The real sticking point was the "aDownstreamMessageEvent" and
"aWelcomeMessage" Matchers I had to write by hand. The various event types
in Netty do not implement equals() so I cannot do something like:

DownstreamMessageEvent expectedEvent = new DownstreamMessageEvent(...);
one(ctx).sendDownstream(with(equals(expectedDownStreamMessage));

Additionally, in other test cases where I want to assert that my code fires
events like an UpstreamChannelStateEvent with State=CONNECTED, Value=TRUE, I
can't do this using equals() either.
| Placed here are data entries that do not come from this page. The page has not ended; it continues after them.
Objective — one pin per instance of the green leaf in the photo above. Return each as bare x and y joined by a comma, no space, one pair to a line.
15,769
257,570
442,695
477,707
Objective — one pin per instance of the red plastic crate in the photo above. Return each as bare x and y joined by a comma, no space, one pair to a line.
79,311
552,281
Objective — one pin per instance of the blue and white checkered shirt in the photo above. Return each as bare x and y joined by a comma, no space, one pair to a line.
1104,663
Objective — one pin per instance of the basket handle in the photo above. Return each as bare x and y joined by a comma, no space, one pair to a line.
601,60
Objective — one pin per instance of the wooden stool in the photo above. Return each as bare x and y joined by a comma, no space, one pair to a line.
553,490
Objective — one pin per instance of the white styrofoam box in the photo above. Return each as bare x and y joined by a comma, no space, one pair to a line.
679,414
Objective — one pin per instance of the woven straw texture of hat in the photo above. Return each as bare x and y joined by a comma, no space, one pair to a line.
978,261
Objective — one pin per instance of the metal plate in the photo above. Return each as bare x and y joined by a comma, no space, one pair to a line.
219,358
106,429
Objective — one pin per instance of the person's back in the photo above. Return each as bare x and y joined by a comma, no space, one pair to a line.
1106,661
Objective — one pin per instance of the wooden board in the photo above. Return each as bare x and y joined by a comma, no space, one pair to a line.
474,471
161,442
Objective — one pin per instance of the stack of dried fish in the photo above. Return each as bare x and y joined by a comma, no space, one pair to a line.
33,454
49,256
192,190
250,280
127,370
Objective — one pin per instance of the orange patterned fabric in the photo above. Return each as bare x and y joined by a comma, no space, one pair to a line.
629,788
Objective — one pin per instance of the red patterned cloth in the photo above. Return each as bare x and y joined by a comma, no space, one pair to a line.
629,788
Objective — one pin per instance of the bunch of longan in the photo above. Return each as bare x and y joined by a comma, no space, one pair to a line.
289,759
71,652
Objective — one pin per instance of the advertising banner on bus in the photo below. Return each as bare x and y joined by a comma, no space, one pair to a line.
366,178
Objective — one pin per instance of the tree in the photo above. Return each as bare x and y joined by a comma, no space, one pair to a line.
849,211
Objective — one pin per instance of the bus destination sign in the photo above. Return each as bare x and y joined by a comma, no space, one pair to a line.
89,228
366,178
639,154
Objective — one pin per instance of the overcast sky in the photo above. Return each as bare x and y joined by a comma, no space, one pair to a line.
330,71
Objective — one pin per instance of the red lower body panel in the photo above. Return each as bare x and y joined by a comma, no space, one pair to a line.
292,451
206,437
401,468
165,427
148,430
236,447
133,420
Instead, I must write custom matchers
to compensate for this. All this results in, for a simple method like
channelConnected(), roughly 5-6 times the amount of code required to write a
test compared to the code itself (aggravated by most aspects of JXTA being
difficult to test too, and using NIO ByteBuffers rather than
ChannelBuffers... sigh). This will get easier over time as I start building
more matchers for jmock specifically for Netty, but I still can't help
feeling that there must be an easier way to test ChannelHandlers in
isolation.

Do you guys have any advice on how best to test Netty code?